Analysis comes naturally to Mr. Khomich, helping him now with language teaching. He tells us, “In truth, I’ve never enjoyed writing essays, but dictated with pleasure. I liked to divide words into grammatical parts. I like to analyze language. The method developed by a teacher helps pupils to understand the essence of language.”
Mr. Khomich believes that there’s no need to re-invent the wheel when teaching. He comments, “Some of my colleagues try to think up new methods but I think this isn’t a good use of time. For centuries, our predecessors spent time developing schemes of teaching, which we only need to use. Many aspects are forgotten. I see no point in invention, rather using the approaches developed by predecessors which I consider useful.”
Are some methods fruitless? Mr. Khomich cannot hide his feelings regarding some innovative methods used at private language centres. He notes, “I don’t consider it productive to leave pupils alone to complete a task for presentation. It’s better to help along the way. Of course, students need to learn independently at home as well, revising material studied during classes. I like to work with students, especially when I see that they are interested. I like to check their homework since teaching is a pleasure for me, as well as work. I’m not strict, but I take responsibility for the results of those who come to my lessons.”
Mr. Khomich is sure that anyone can learn a language if they are properly motivated. Interestingly, he knows no foreign languages himself, having never had the need to learn. He does not travel abroad so has no need for English or Polish. It’s a practical attitude!
Gordei Vasilievich Khomich is a very traditional person; some would say old-fashioned, despite his youth. He doesn’t look like others of his generation, using an old push-button phone. He admits to having won a smartphone in a competition but is yet to unpack it. “Why do I need it when my old phone works? I used it to chat to you before this interview and you could hear me alright, so it must function correctly,” he states.
Mr. Khomich once dreamt of becoming a theatrical director, and is still drawn to the stage. He remains a theatrical critic, and laments, “Minsk has few decent drama theatres. The best is the Yanka Kupala National Academic Theatre. At other theatres, I tend to enjoy only a few performances. However, I really admire the world level professionalism of our opera.”

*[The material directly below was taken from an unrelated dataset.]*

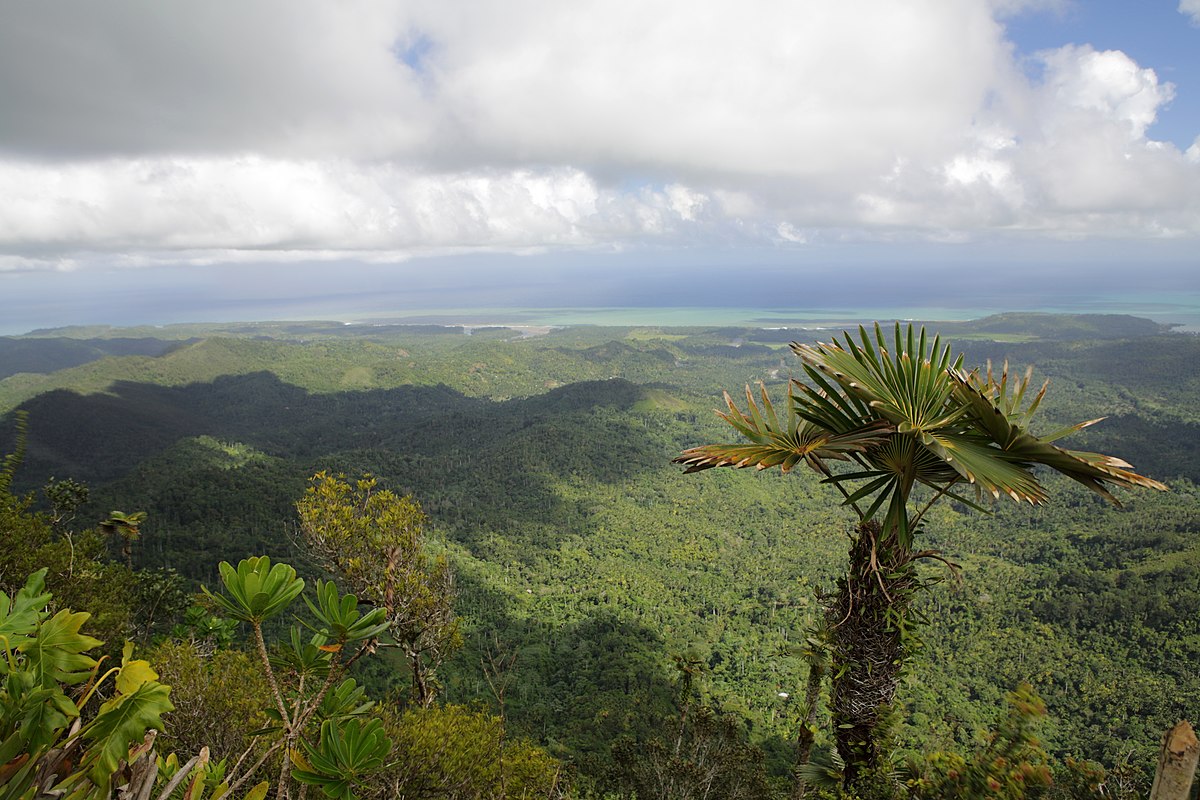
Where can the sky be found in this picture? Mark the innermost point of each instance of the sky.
(172, 162)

We may not all agree with his choices but it’s undeniable that he has an opinion on everything. He much admires the poetry of Akhmatova, Gumilev and Tyutchev, but is less inspired by Brodsky, Mayakovsky and Fet. His attitude to books is surprising, as he views his favourites as works of art. He tells us, “Recently, I bought Ibsen’s ‘Peer Gynt’ as it was lacking from my library. I’ve read many works by Dostoevsky but most covet those editions illustrated by well-known artist Mstislav Dobuzhinsky. Those are the ones I want to own. I love beautifully illustrated editions.”
Will we ever see a work by Gordei Khomich in a bookshop? Probably not, as he leaves teaching textbooks to those conversant in such writing. However, if you want to learn about language, or attend lectures by the young BSU teacher, it’s never too late to learn.